Fists swung wildly. Several lawmakers were injured. The speaker, Karu Jayasuriya, 78, had to be hurried out a back door and the session canceled. Several members of Parliament were left dabbing their wounds with tissue paper.
But the chaos on the floor of Sri Lanka’s Parliament on Thursday may have finally focused the deeply divided government. For the first time since a constitutional crisis erupted last month, pitting the president against his own prime minister, the two sides are meeting.
Lawmakers in Colombo, the seaside capital, said Thursday night that they had talked to the president, trying to find a way to break the deadlock.
“We expect proceedings to be conducted in a more respectful manner tomorrow,” Rajavarothiam Sampanthan, an opposition lawmaker, said Thursday night.
For several weeks now, Sri Lanka’s government has been cast into confusion. It’s not even clear who is prime minister.
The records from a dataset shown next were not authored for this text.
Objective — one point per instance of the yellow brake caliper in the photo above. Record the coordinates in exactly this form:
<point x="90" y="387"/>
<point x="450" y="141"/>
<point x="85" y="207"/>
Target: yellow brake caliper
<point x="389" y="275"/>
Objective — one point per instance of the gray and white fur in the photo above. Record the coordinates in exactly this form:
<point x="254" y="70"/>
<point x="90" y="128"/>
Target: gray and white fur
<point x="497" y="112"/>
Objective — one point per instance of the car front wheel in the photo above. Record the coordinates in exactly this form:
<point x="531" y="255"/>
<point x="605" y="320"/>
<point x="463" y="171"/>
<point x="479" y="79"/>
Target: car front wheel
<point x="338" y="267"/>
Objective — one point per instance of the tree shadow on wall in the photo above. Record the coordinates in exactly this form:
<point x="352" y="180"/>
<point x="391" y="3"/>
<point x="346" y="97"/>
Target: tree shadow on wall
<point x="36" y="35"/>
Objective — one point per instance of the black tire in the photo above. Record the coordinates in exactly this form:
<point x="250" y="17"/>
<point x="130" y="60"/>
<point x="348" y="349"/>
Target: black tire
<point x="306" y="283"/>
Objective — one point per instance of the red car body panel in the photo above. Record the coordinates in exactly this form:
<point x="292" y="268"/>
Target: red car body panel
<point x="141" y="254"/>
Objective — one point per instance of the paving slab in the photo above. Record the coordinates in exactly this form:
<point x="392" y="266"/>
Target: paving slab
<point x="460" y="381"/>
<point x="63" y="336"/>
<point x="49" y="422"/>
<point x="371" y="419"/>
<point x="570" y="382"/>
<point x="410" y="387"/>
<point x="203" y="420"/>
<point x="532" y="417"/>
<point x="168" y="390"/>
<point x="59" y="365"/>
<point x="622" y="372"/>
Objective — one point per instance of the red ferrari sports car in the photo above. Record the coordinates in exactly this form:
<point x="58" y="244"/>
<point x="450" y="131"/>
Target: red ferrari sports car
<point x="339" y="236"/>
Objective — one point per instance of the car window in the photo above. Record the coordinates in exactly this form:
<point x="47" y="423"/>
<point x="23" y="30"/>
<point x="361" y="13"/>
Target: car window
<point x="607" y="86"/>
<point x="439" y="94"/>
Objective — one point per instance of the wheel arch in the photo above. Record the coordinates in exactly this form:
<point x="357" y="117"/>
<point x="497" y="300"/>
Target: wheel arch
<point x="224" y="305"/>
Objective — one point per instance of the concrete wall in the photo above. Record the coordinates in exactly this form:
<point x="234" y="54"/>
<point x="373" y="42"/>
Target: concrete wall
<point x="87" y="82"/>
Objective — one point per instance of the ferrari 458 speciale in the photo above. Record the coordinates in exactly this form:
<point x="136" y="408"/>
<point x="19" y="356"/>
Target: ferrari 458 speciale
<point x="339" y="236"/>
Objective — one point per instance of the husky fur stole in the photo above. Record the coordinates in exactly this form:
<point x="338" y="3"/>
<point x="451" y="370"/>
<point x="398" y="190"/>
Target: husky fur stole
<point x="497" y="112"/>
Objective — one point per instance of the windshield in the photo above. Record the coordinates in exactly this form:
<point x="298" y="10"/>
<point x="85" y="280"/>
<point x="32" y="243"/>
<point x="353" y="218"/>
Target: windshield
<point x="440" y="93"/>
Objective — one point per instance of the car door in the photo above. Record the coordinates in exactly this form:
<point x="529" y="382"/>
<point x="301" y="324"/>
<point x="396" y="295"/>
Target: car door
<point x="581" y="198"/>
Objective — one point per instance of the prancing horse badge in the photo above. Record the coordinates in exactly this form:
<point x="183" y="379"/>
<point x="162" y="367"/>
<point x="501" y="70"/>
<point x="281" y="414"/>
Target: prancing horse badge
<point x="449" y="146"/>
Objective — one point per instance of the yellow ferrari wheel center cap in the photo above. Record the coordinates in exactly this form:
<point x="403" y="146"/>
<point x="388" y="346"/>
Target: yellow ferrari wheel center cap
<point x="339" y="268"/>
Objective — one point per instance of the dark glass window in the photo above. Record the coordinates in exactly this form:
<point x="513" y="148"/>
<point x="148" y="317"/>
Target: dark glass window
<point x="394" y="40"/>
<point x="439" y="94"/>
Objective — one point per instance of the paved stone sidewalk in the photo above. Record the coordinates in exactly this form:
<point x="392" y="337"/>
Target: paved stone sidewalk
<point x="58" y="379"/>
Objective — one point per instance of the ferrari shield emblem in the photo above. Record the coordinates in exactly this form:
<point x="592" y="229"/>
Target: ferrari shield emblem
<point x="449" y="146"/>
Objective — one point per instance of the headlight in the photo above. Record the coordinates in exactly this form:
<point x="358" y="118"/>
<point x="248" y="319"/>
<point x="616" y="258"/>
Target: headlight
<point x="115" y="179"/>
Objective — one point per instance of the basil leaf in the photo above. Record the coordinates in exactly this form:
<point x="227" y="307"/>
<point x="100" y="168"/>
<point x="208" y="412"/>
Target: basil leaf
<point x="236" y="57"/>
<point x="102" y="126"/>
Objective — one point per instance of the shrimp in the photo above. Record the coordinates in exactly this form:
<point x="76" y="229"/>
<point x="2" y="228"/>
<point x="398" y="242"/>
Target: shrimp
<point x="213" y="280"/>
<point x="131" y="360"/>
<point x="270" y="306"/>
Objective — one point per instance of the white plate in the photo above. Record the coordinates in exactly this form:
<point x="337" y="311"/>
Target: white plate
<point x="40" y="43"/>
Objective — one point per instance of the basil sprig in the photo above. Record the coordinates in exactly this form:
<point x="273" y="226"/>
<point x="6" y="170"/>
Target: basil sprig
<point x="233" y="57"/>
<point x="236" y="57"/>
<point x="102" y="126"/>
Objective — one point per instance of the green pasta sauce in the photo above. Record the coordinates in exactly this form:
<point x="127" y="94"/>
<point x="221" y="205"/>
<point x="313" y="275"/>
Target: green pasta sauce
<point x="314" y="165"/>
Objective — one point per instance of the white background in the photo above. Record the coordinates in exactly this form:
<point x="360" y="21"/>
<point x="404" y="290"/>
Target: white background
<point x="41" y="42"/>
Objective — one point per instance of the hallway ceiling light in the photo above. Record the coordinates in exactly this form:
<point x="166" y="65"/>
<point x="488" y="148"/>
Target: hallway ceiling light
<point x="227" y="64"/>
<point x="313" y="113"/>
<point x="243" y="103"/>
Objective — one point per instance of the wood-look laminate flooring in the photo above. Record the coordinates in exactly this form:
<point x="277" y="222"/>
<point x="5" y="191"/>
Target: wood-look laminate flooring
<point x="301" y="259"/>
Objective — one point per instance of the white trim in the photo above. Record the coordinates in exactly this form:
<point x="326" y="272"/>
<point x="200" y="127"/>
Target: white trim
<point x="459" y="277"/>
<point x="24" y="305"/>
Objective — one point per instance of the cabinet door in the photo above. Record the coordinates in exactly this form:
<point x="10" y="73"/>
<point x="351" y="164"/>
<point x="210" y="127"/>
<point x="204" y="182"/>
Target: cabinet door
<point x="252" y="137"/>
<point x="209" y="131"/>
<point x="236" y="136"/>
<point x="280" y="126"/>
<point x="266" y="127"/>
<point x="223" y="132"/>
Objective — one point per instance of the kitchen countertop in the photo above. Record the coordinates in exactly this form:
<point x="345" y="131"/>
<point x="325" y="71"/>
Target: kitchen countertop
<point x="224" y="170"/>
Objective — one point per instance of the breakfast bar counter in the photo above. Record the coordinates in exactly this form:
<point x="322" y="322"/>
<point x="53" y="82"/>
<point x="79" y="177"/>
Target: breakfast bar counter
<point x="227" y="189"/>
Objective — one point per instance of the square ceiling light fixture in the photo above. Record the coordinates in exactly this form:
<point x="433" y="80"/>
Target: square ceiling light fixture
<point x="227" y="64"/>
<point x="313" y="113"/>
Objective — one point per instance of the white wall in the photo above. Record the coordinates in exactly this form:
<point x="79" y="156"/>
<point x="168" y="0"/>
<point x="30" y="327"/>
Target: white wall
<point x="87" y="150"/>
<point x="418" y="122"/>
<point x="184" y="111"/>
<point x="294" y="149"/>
In late October, the president, Maithripala Sirisena, abruptly sacked the prime minister, Ranil Wickremesinghe, calling him inept and corrupt.
The president then appointed a new prime minister: Mahinda Rajapaksa, a former president who is considered something of a strongman. When lawmakers balked at this, the president simply dissolved the Parliament.
But the tide has turned in the past few days. On Tuesday, the Supreme Court issued an interim order vacating the president’s sacking of the Parliament.
On Wednesday, when the parliament reconvened, a majority of lawmakers passed a no-confidence vote in Mr. Rajapaksa, which, according to Sri Lankan constitutional experts, means he is no longer prime minister.
This Indian Ocean island nation of 22 million people, known for its tasty tea and plentiful coconuts, is seen as a prize by both India and China. India had a friendly relationship with Sri Lanka for years, but recently China has invested heavily in the country and lent the island money that it is struggling to pay back.
It was forced to turn over control of an important port to China.
The Rajapaksa family is considered the most powerful on the island. Mr. Rajapaksa was an authoritarian president, criticized for stifling dissent and accused of war crimes at the end of Sri Lanka’s civil war, which he brought to a decisive close in 2009. Several of his brothers have served in high levels of government.
On Thursday, it was his supporters who attacked the speaker of Parliament, trying to block a vote that would have expressed disapproval with a speech Mr. Rajapaksa had just made, in which he called for fresh elections.
Sri Lankan lawmakers have brawled many times before. But this was the first time, many said, that the speaker had been assaulted.
Mr. Wickremesinghe still claims he is the rightful prime minister. Both Mr. Rajapaksa and Mr. Sirisena have said they didn’t accept the no-confidence motion against Mr. Rajapaksa, claiming that the speaker had no right to call such a vote or that he did it in the wrong way.
On Thursday night, a lawmaker allied to Mr. Sirisena said the president would accept a new no-confidence vote, if it were done properly.
Western ambassadors, who have joined the crowds in the parliament gallery over the past several days, have asked all sides to work out a political settlement in line with Sri Lankan law.